GARRETT HAAKE: Very deep inside this mine in western Pennsylvania is a little known government office that handles a critical mission for the federal workforce. Now set to be overhauled by the Department of Government Efficiency. 

From the mine entrance which they call The Portal, we took some golf carts a few hundred feet down into the mine. You can feel the air change when you get inside, and you can see this is all just roughly cut out of the limestone. This was once a limestone mine. And down here, this is where we find the OPM office where a few hundred federal employees process all retirement paperwork for the entire federal government. 

It’s an analog operation, all done on paper. It can take months for the Office of Personnel Management to process a case, potentially delaying retiree benefits. The facility has literally miles of files. Some 26,000 filing cabinets filled with retirement paperwork. Some of them stacked ten high. Matt MacIsaac runs the day-to-day operations inside. 

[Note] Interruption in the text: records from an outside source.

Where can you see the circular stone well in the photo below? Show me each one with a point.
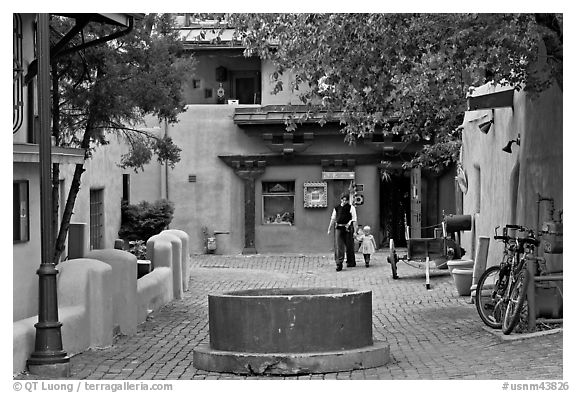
(290, 331)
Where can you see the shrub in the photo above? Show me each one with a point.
(145, 219)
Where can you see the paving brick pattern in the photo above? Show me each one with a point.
(433, 334)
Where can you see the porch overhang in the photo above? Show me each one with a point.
(280, 114)
(28, 152)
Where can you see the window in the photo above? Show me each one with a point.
(278, 202)
(18, 74)
(96, 218)
(21, 231)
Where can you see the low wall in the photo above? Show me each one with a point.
(124, 277)
(100, 295)
(165, 250)
(85, 300)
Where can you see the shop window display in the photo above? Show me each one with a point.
(278, 203)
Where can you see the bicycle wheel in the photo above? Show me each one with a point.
(516, 306)
(488, 297)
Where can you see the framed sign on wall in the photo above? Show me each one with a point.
(315, 194)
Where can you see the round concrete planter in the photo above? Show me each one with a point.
(460, 264)
(463, 280)
(290, 331)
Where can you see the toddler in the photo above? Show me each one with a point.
(367, 245)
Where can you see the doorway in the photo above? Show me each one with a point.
(394, 209)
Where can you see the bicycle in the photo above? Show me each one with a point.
(501, 290)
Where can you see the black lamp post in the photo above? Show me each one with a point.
(48, 358)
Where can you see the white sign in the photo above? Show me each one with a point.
(338, 175)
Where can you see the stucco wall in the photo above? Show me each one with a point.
(26, 255)
(533, 167)
(102, 172)
(216, 198)
(284, 97)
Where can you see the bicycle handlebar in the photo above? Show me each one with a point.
(530, 239)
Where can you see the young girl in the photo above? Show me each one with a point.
(368, 244)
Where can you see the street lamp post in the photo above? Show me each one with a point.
(48, 358)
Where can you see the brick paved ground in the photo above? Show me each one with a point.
(433, 334)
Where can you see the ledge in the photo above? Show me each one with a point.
(28, 152)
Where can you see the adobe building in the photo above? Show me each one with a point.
(270, 190)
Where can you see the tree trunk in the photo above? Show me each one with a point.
(71, 200)
(68, 210)
(55, 198)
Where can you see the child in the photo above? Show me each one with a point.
(368, 244)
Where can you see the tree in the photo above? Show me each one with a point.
(407, 74)
(108, 89)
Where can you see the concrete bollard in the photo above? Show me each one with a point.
(78, 240)
(86, 284)
(124, 267)
(159, 250)
(176, 244)
(184, 238)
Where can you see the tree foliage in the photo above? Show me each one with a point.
(108, 89)
(407, 74)
(145, 219)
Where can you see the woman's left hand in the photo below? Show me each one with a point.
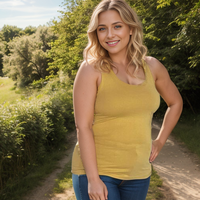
(155, 150)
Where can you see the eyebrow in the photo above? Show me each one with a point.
(112, 24)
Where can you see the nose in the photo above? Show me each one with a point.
(110, 33)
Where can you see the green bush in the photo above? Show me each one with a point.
(32, 127)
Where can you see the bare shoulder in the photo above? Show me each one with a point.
(157, 68)
(87, 72)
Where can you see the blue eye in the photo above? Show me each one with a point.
(118, 26)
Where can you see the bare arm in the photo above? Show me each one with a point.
(84, 95)
(173, 99)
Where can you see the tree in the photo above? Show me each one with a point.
(28, 60)
(67, 50)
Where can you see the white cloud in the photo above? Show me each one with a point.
(30, 9)
(11, 3)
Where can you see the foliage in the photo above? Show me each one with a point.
(7, 34)
(188, 131)
(66, 52)
(171, 30)
(31, 128)
(27, 60)
(7, 91)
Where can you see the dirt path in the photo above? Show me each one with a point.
(44, 191)
(179, 168)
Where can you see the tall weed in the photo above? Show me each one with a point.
(32, 127)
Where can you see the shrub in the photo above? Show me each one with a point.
(32, 127)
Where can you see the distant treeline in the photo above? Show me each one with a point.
(171, 33)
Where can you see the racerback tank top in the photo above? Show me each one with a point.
(122, 127)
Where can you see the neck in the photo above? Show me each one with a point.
(119, 60)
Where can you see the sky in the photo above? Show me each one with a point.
(23, 13)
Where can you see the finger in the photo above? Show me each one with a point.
(106, 193)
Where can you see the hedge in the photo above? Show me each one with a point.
(31, 128)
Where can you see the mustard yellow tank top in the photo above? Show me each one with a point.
(122, 127)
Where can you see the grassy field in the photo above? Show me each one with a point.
(188, 131)
(7, 91)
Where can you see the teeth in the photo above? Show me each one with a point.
(112, 42)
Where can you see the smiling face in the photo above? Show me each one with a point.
(113, 33)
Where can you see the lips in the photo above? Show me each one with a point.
(113, 43)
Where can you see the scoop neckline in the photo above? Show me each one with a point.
(129, 85)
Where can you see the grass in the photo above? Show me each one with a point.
(188, 131)
(7, 91)
(22, 185)
(64, 182)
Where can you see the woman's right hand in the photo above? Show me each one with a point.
(97, 190)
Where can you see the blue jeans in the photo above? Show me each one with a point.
(117, 189)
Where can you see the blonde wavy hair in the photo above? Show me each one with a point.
(136, 51)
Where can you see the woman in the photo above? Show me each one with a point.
(116, 91)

When you look out over all of this, what do you see?

MATT MacISAAC: I see people. I see careers. I see service.

ELON MUSK: …you know, like, what do you mean, a mine?

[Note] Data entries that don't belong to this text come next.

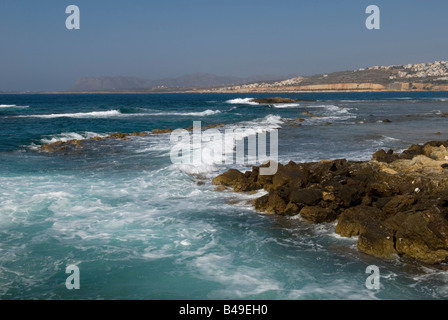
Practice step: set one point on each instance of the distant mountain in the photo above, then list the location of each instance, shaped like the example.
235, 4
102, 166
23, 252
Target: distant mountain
197, 80
410, 77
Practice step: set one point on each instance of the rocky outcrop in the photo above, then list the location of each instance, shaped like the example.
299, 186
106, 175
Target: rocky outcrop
277, 100
397, 204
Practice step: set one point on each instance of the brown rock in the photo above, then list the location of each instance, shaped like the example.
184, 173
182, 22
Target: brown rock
273, 100
118, 135
424, 236
354, 221
318, 214
160, 131
307, 197
382, 156
234, 179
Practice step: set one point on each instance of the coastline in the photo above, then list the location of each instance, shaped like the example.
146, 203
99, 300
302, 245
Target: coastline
396, 204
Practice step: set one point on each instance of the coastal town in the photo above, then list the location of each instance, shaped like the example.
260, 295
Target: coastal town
422, 76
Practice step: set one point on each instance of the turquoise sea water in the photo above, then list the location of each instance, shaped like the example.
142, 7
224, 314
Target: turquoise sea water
140, 227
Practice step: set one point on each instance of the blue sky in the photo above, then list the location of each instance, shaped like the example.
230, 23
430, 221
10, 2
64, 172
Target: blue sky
170, 38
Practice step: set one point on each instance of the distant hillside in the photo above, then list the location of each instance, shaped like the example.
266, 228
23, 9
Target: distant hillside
423, 76
197, 80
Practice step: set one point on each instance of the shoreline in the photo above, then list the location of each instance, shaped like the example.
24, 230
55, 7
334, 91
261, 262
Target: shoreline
396, 204
220, 92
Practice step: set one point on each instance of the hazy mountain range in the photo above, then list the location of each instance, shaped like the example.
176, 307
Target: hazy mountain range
196, 80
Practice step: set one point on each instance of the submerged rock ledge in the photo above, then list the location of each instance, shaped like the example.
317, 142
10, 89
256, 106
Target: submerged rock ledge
397, 204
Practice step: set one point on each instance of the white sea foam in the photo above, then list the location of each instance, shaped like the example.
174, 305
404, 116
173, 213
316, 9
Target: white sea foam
196, 114
236, 132
286, 105
12, 106
66, 136
94, 114
242, 101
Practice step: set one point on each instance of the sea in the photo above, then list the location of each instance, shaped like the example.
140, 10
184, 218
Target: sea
119, 219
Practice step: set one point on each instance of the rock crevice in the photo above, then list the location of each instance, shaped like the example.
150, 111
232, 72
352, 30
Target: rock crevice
397, 204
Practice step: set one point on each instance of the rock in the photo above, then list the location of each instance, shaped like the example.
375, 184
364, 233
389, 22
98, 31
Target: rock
353, 221
291, 209
119, 135
382, 156
424, 236
397, 204
139, 134
273, 100
412, 151
307, 197
377, 240
60, 146
160, 131
318, 214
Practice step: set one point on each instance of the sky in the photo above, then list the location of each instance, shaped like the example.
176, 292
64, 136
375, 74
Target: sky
170, 38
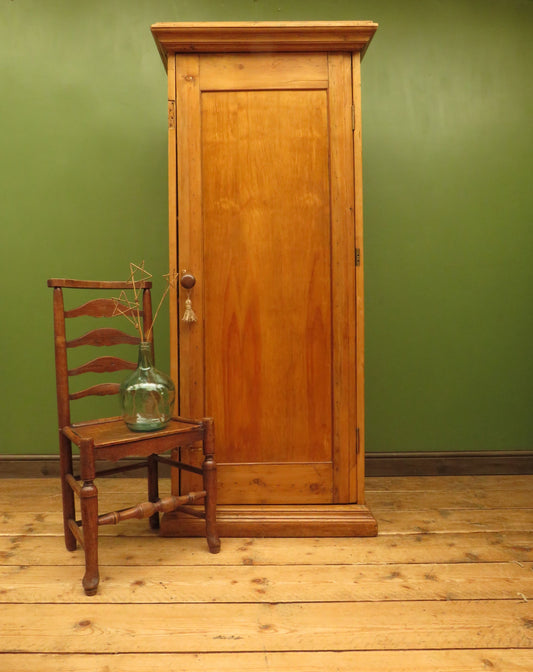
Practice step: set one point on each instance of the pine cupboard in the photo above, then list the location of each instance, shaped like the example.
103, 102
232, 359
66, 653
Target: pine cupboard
265, 218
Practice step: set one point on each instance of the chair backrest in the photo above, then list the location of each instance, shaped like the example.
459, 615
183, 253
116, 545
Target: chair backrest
101, 307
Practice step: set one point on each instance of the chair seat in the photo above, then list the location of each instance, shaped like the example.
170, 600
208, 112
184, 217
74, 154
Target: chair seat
114, 431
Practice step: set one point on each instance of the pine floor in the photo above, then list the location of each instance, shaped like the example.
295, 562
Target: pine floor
446, 586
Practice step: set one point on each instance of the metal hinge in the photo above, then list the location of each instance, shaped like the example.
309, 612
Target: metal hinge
171, 114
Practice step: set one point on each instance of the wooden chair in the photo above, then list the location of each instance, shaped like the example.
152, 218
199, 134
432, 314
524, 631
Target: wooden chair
110, 439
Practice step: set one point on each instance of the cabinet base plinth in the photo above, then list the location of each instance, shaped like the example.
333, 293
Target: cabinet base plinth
245, 520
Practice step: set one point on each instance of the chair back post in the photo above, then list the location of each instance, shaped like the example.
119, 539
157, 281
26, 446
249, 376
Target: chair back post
61, 364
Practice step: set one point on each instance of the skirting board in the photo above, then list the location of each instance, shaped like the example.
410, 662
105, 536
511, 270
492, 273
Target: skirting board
376, 464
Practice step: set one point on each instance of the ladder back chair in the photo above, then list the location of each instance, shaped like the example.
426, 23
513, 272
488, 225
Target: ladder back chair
110, 439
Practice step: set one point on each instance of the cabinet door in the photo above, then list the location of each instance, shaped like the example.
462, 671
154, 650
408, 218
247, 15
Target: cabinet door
266, 224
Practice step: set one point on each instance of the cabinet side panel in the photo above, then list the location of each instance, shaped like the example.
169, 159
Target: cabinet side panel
343, 275
190, 252
172, 219
359, 275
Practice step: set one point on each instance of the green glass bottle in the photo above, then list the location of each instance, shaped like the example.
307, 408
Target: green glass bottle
147, 396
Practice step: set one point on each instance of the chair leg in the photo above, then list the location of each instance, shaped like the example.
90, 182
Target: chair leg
69, 507
153, 489
209, 470
89, 520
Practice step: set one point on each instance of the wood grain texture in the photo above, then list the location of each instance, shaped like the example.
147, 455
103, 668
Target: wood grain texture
271, 36
496, 660
451, 597
331, 626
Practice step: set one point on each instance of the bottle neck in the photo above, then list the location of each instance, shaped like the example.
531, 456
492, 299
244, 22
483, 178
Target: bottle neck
146, 360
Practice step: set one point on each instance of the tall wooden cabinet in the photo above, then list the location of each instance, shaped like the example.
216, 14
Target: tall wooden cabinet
266, 214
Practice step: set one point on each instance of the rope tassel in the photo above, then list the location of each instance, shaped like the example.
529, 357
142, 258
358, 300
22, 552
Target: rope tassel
189, 315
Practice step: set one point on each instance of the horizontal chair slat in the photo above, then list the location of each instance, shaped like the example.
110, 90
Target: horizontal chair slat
97, 284
103, 365
96, 390
104, 337
102, 308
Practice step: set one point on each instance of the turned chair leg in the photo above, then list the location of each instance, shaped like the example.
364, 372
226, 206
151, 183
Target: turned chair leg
209, 469
89, 520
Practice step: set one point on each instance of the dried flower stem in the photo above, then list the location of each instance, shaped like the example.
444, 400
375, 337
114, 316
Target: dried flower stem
131, 308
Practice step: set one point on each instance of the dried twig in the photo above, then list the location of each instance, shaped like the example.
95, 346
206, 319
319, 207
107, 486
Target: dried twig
130, 308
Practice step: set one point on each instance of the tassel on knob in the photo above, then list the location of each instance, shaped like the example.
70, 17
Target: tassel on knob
189, 315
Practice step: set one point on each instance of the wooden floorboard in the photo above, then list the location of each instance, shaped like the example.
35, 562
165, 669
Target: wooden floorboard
447, 586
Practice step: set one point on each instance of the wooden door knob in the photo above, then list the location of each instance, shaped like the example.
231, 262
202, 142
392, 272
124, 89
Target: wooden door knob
187, 280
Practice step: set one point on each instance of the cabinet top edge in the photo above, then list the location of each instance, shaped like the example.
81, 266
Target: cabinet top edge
262, 36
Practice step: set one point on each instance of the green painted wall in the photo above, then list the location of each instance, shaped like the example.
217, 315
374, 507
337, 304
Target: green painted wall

HAAKE: When Elon Musk brought the mine in an Oval Office appearance back in February as a target ripe for reform, MacIsaac agreed.

MacISAAC: He's right. We have to improve the way that we do things for federal employees and for the American public.

HAAKE: Musk asked billionaire AirBnB co-founder Joe Gebbia to take on the project of modernizing not just the mine's operation, but the entire retirement system. 

When you look at a project like this, where do you even start?

JOE GEBBIA: Well, how about here on File Cabinet 56?

HAAKE: Gebbia says DOGE engineers are working to create a fully digital experience with federal retirees being hopeful, happy customers.

GEBBIA: Why can't we have an Apple Store-like experience in the government- where you have great user experience, beautiful design, and up-to-date software? 

HAAKE: Aiming to upgrade a process long seemingly set in stone. Garrett Haake, NBC News, Boyers, Pennsylvania.